Many people think of democracy as free elections, some other basic rights (like free speech) and not much more. But really, that's only the beginning. There are plenty of countries that have free and fair elections and yet are clearly not democratic because their ruling parties have a permanent, immovable hammerlock on power.
One key thing that separates strong democracies (such as the United States) from weak democracies (such as Russia) is that the latter use the police power of the state as a tool of the ruling party. Russian President Vladimir V. Putin doesn't mind throwing his enemies in jail or sending out the police to break up protests.
I realize that the United States is not becoming Russia. But isn't this behavior, in a sense, what the Bush administration stands accused of? If true, it's an incredibly serious violation.
The prosecutor scandal first surfaced in New Mexico, where Republican officials and the Bush administration repeatedly pressured the U.S. attorney to bring electoral fraud charges against Democrats before the election. The prosecutor, David Iglesias, refused and, suspiciously, was subsequently fired.
But President Bush may have had more success elsewhere in cases that have gotten less publicity. In Wisconsin last year, for instance, a federal prosecutor indicted an appointee of a Democratic governor on a charge so spurious that a federal appeals court unanimously threw out the conviction this month, calling the evidence "beyond thin." But the conviction, and the appearance of corruption, played a major role in November's gubernatorial race. The U.S. attorney in Wisconsin who brought this flimsy case had originally been targeted for dismissal by the Bush administration but was later removed from the list of those to be fired.
Communications professors Donald Shields and John Cragan have found that, since Bush took office, U.S. attorneys have investigated or indicted 298 Democratic officeholders and only 67 Republicans.
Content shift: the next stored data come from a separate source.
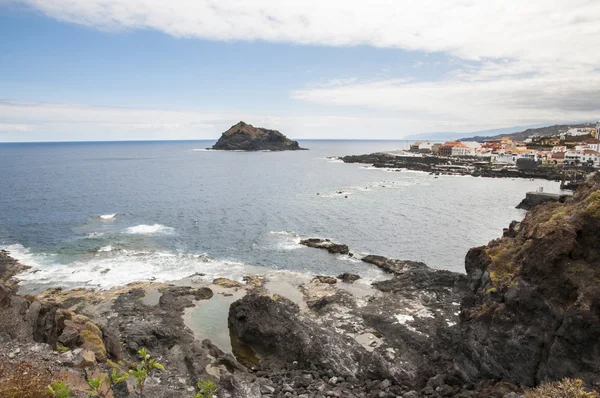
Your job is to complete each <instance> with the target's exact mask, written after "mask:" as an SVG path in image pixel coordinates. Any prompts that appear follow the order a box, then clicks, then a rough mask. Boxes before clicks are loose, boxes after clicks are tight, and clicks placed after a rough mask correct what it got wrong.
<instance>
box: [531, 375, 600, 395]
mask: <svg viewBox="0 0 600 398" xmlns="http://www.w3.org/2000/svg"><path fill="white" fill-rule="evenodd" d="M598 397H599V395H598V393H596V392H588V391H586V390H585V389H584V388H583V382H582V381H581V380H579V379H575V380H574V379H562V380H561V381H555V382H553V383H546V384H543V385H541V386H539V387H537V388H534V389H532V390H528V391H526V392H525V398H598Z"/></svg>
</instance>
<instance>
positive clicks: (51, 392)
mask: <svg viewBox="0 0 600 398" xmlns="http://www.w3.org/2000/svg"><path fill="white" fill-rule="evenodd" d="M72 391H73V390H71V389H70V388H69V386H68V385H67V383H64V382H62V381H55V382H54V383H52V384H50V385H49V386H48V389H47V390H46V392H47V393H48V394H50V395H51V396H52V397H54V398H70V397H71V392H72Z"/></svg>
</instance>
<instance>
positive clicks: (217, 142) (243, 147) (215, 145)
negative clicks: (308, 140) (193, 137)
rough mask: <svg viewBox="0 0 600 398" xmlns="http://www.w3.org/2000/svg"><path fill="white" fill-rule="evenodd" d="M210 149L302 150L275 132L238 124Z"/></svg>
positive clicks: (241, 150)
mask: <svg viewBox="0 0 600 398" xmlns="http://www.w3.org/2000/svg"><path fill="white" fill-rule="evenodd" d="M211 149H214V150H221V151H297V150H304V149H305V148H301V147H300V145H298V141H292V140H290V139H289V138H287V137H286V136H284V135H283V134H281V133H280V132H279V131H277V130H269V129H264V128H261V127H254V126H252V125H250V124H247V123H244V122H239V123H238V124H236V125H234V126H232V127H231V128H230V129H229V130H227V131H226V132H224V133H223V134H222V135H221V137H220V138H219V140H218V141H217V142H216V144H215V145H213V147H212V148H211Z"/></svg>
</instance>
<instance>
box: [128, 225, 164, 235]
mask: <svg viewBox="0 0 600 398" xmlns="http://www.w3.org/2000/svg"><path fill="white" fill-rule="evenodd" d="M173 232H175V229H174V228H171V227H167V226H164V225H161V224H153V225H146V224H140V225H136V226H133V227H129V228H125V229H124V230H123V233H126V234H131V235H168V234H172V233H173Z"/></svg>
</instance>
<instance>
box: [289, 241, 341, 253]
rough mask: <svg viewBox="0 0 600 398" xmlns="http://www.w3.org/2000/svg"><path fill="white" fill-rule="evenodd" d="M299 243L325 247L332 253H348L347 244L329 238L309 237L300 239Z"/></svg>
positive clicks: (317, 247)
mask: <svg viewBox="0 0 600 398" xmlns="http://www.w3.org/2000/svg"><path fill="white" fill-rule="evenodd" d="M300 244H301V245H304V246H308V247H313V248H317V249H325V250H327V251H328V252H329V253H332V254H349V253H350V251H349V250H348V246H346V245H341V244H337V243H333V242H332V241H330V240H329V239H320V238H309V239H303V240H301V241H300Z"/></svg>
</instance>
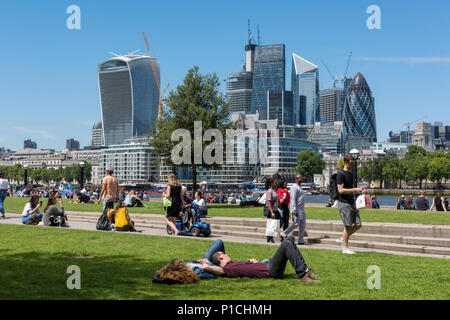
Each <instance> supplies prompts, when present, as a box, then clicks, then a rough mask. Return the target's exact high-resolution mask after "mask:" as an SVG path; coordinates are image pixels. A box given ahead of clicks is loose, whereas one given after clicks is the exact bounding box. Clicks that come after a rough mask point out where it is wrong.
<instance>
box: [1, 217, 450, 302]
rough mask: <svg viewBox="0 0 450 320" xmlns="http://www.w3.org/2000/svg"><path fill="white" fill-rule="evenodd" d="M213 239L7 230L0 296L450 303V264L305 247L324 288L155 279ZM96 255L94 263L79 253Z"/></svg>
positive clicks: (293, 283)
mask: <svg viewBox="0 0 450 320" xmlns="http://www.w3.org/2000/svg"><path fill="white" fill-rule="evenodd" d="M211 243H212V241H204V240H197V239H190V238H179V237H158V236H148V235H142V234H119V233H108V232H96V231H82V230H70V229H51V228H43V227H33V226H16V225H0V283H1V286H0V299H162V300H170V299H177V300H202V299H212V300H221V299H231V300H258V299H260V300H270V299H280V300H292V299H298V300H305V299H450V291H449V290H448V289H449V288H448V284H449V283H450V273H449V272H448V270H450V261H449V260H444V259H433V258H420V257H404V256H393V255H384V254H374V253H358V254H357V255H354V256H346V255H342V254H341V253H340V252H339V251H328V250H317V249H302V253H303V255H304V257H305V260H306V262H307V264H308V265H309V267H311V268H314V270H315V271H317V272H318V273H319V274H320V280H321V282H320V283H318V284H302V283H300V282H298V281H297V279H296V275H295V273H294V270H293V269H292V267H291V265H290V264H289V263H288V267H287V269H286V275H285V279H283V280H275V279H249V278H242V279H228V278H218V279H213V280H201V281H200V282H199V283H195V284H190V285H172V286H169V285H160V284H159V285H158V284H152V282H151V275H152V274H153V273H154V272H155V271H156V270H158V269H160V268H162V267H163V266H164V265H166V264H167V263H168V262H169V261H170V260H171V259H172V258H183V259H185V261H191V260H194V259H197V258H200V257H201V256H202V255H203V253H204V252H205V251H206V250H207V248H208V247H209V245H210V244H211ZM225 245H226V250H227V253H228V254H230V255H231V257H232V258H233V259H234V261H239V260H246V259H247V258H256V259H258V260H259V261H261V260H262V259H264V258H270V257H271V256H272V255H273V254H274V253H275V251H276V247H273V246H267V245H256V244H242V243H226V244H225ZM79 255H91V256H94V257H93V258H91V259H77V258H74V256H79ZM71 265H77V266H79V267H80V269H81V290H69V289H67V287H66V281H67V279H68V277H69V276H70V274H67V273H66V271H67V268H68V267H69V266H71ZM371 265H377V266H379V267H380V269H381V289H380V290H369V289H367V286H366V281H367V279H368V277H369V276H370V274H368V273H367V268H368V267H369V266H371Z"/></svg>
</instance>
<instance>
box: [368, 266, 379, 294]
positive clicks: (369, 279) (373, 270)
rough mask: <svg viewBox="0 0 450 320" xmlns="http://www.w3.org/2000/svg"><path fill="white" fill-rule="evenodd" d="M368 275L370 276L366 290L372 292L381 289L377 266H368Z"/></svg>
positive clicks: (369, 277)
mask: <svg viewBox="0 0 450 320" xmlns="http://www.w3.org/2000/svg"><path fill="white" fill-rule="evenodd" d="M366 272H367V273H368V274H371V276H370V277H369V278H368V279H367V281H366V285H367V289H369V290H373V289H377V290H380V289H381V269H380V267H379V266H375V265H372V266H369V267H368V268H367V271H366Z"/></svg>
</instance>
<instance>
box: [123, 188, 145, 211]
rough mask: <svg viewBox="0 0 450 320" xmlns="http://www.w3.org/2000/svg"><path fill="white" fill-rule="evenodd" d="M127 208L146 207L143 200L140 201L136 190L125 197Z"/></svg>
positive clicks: (131, 192)
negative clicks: (135, 191)
mask: <svg viewBox="0 0 450 320" xmlns="http://www.w3.org/2000/svg"><path fill="white" fill-rule="evenodd" d="M124 204H125V206H127V207H146V206H145V205H144V204H143V203H142V201H141V199H139V198H138V197H137V196H136V194H135V192H134V190H130V191H129V192H128V193H127V195H126V196H125V201H124Z"/></svg>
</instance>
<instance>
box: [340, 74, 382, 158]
mask: <svg viewBox="0 0 450 320" xmlns="http://www.w3.org/2000/svg"><path fill="white" fill-rule="evenodd" d="M344 135H345V137H346V139H348V138H350V137H352V136H353V137H364V138H367V139H368V140H369V141H370V142H376V141H377V127H376V119H375V99H374V97H372V92H371V91H370V88H369V85H368V84H367V81H366V79H365V78H364V76H363V75H362V74H361V73H360V72H358V73H357V74H356V76H355V77H354V78H353V80H352V82H351V83H350V85H349V87H348V89H347V97H346V99H345V105H344ZM346 151H348V150H346Z"/></svg>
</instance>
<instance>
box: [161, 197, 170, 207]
mask: <svg viewBox="0 0 450 320" xmlns="http://www.w3.org/2000/svg"><path fill="white" fill-rule="evenodd" d="M171 206H172V199H171V198H170V197H164V198H163V207H171Z"/></svg>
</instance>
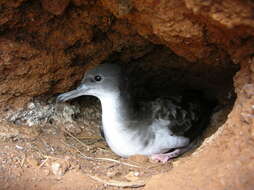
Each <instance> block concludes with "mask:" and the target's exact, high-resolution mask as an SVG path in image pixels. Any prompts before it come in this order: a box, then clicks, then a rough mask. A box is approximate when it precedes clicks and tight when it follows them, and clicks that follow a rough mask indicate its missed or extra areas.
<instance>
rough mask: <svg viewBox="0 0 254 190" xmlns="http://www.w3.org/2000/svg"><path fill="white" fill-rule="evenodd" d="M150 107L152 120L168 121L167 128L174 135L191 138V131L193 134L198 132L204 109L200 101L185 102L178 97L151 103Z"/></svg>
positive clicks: (161, 100)
mask: <svg viewBox="0 0 254 190" xmlns="http://www.w3.org/2000/svg"><path fill="white" fill-rule="evenodd" d="M152 107H153V118H156V119H161V120H169V121H170V123H169V125H168V128H169V129H170V130H171V132H172V133H173V134H174V135H179V136H186V135H187V136H192V134H190V131H191V130H193V131H194V132H193V133H196V132H197V131H200V127H201V126H200V124H201V120H202V110H203V109H204V108H203V106H202V104H201V102H200V101H194V100H191V101H189V100H188V101H186V100H185V99H184V98H183V97H181V96H179V97H171V98H167V99H165V98H164V99H157V100H156V101H154V102H153V103H152ZM202 127H203V126H202Z"/></svg>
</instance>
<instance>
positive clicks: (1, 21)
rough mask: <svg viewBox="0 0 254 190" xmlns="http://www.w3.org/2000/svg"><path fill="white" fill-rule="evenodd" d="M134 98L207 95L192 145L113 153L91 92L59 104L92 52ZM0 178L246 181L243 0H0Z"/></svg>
mask: <svg viewBox="0 0 254 190" xmlns="http://www.w3.org/2000/svg"><path fill="white" fill-rule="evenodd" d="M107 62H108V63H115V64H120V65H122V66H123V67H124V68H125V71H126V73H128V74H129V76H130V78H131V79H132V81H133V88H134V89H136V93H137V97H139V98H141V99H146V98H153V97H156V96H157V95H158V93H159V94H162V95H164V94H165V95H166V94H167V93H169V92H172V91H174V90H175V87H176V86H177V88H185V89H192V90H198V91H201V92H202V93H204V95H205V96H206V98H207V99H208V100H210V101H214V102H216V109H215V110H214V112H213V113H212V115H211V121H210V124H209V125H208V126H207V128H206V130H205V131H204V133H203V135H202V139H201V141H200V145H199V146H198V147H197V148H195V149H194V150H192V151H190V152H188V153H186V154H184V155H183V156H181V157H178V158H176V159H173V160H172V161H170V162H168V163H166V164H160V163H151V162H150V161H149V160H148V158H146V157H142V156H141V157H140V156H134V157H130V158H128V159H124V158H120V157H118V156H117V155H115V154H114V153H112V152H111V151H110V149H109V148H108V147H107V145H106V144H105V142H104V141H103V139H102V138H101V137H100V134H99V126H100V125H101V108H100V104H99V102H98V100H97V99H96V98H93V97H80V98H77V99H75V100H72V101H69V102H67V103H57V102H56V101H55V99H56V97H57V95H58V94H60V93H63V92H66V91H68V90H71V89H73V88H75V87H76V86H77V85H78V84H79V83H80V81H81V79H82V77H83V75H84V73H85V72H86V71H87V70H88V69H89V68H92V67H94V66H95V65H98V64H101V63H107ZM0 112H1V115H0V146H1V150H0V163H1V164H0V187H2V189H8V190H12V189H41V190H44V189H52V190H56V189H73V190H76V189H80V188H82V189H119V188H120V189H121V188H127V189H128V188H129V189H132V188H137V189H147V190H148V189H161V190H164V189H165V190H166V189H174V190H178V189H179V190H180V189H181V190H182V189H183V190H194V189H206V190H210V189H211V190H214V189H216V190H224V189H237V190H252V189H253V188H254V181H253V178H254V128H253V127H254V2H253V1H250V0H222V1H221V2H218V1H212V0H208V1H201V0H148V1H143V0H139V1H132V0H90V1H88V0H62V1H61V0H53V1H49V0H34V1H32V0H2V1H0Z"/></svg>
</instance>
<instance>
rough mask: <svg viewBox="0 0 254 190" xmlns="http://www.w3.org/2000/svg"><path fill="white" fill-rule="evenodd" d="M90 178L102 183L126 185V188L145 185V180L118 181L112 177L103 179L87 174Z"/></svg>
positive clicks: (118, 186)
mask: <svg viewBox="0 0 254 190" xmlns="http://www.w3.org/2000/svg"><path fill="white" fill-rule="evenodd" d="M87 175H88V176H89V177H90V178H92V179H93V180H95V181H98V182H100V183H103V184H106V185H110V186H116V187H124V188H127V187H129V188H138V187H143V186H145V181H143V180H139V181H133V182H127V181H117V180H112V179H102V178H99V177H97V176H92V175H89V174H87Z"/></svg>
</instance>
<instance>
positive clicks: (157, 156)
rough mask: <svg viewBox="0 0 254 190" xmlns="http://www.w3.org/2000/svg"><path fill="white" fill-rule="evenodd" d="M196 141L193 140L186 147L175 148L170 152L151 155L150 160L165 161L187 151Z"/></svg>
mask: <svg viewBox="0 0 254 190" xmlns="http://www.w3.org/2000/svg"><path fill="white" fill-rule="evenodd" d="M195 144H196V142H195V141H193V142H192V143H191V144H189V145H188V146H186V147H183V148H177V149H175V150H173V151H172V152H168V153H163V154H154V155H152V156H151V159H152V160H157V161H160V162H162V163H166V162H167V161H168V160H170V159H172V158H175V157H177V156H180V155H181V154H183V153H185V152H187V151H188V150H190V149H192V148H193V147H194V146H195Z"/></svg>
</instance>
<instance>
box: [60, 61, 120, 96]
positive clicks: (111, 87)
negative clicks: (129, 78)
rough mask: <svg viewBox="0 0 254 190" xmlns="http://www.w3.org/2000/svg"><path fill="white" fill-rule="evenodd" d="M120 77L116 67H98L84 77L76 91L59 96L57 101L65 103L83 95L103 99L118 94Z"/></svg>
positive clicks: (108, 66) (95, 67) (90, 70)
mask: <svg viewBox="0 0 254 190" xmlns="http://www.w3.org/2000/svg"><path fill="white" fill-rule="evenodd" d="M122 75H123V73H122V71H121V68H120V66H118V65H114V64H102V65H99V66H97V67H95V68H93V69H91V70H89V71H88V72H87V73H86V74H85V75H84V77H83V79H82V81H81V84H80V86H79V87H78V88H77V89H75V90H72V91H70V92H66V93H64V94H61V95H59V96H58V97H57V101H67V100H70V99H73V98H76V97H79V96H83V95H90V96H96V97H98V98H103V97H105V96H108V95H112V94H116V93H119V92H120V86H121V85H123V84H122V83H123V80H122V79H123V76H122Z"/></svg>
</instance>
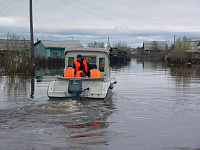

This massive disparity, which I have not seen any Republican even try to explain, is deeply suspicious.
And there are other ways in which Republicans have tried to use the legal system to win partisan disputes. In 2003, Texas Democrats fled the state to try to thwart a highly partisan Republican redistricting plan. GOP leaders sent state troopers to bring them back, and a state police officer even sought the aid of the Department of Homeland Security to track the plane carrying the Democrats. In 2004, Democrats in the House Ways and Means Committee left a hearing to hold their own caucus elsewhere in the Capitol. Republican Bill Thomas of Bakersfield, then the chairman of the committee, ordered the Capitol police to break up the meeting.
The New York Times reported in March that New York City, led by a Republican mayor eager for his party to enjoy a smooth convention, had its police spy on all manner of groups planning demonstrations at the 2004 Republican National Convention. The espionage was carried out under the rubric of anti-terrorism, but many of the groups targeted (such as the satirical street theater group Billionaires for Bush) had not the slightest whiff of violent intent.
It would be very easy to overreact to all these things and conclude that our democracy is imperiled or that Republicans are wannabe Putins. But almost nobody seems to be overreacting.
Most people are under-reacting. Allowing the security (continued...)
( continues...) apparatus of the state to help tilt elections is an extremely grave precedent. When the line of acceptable behavior can be moved without much protest, it often can be moved further the next time.
No, we're not becoming Russia. But becoming just a little bit like Russia still ought to be considered a major scandal.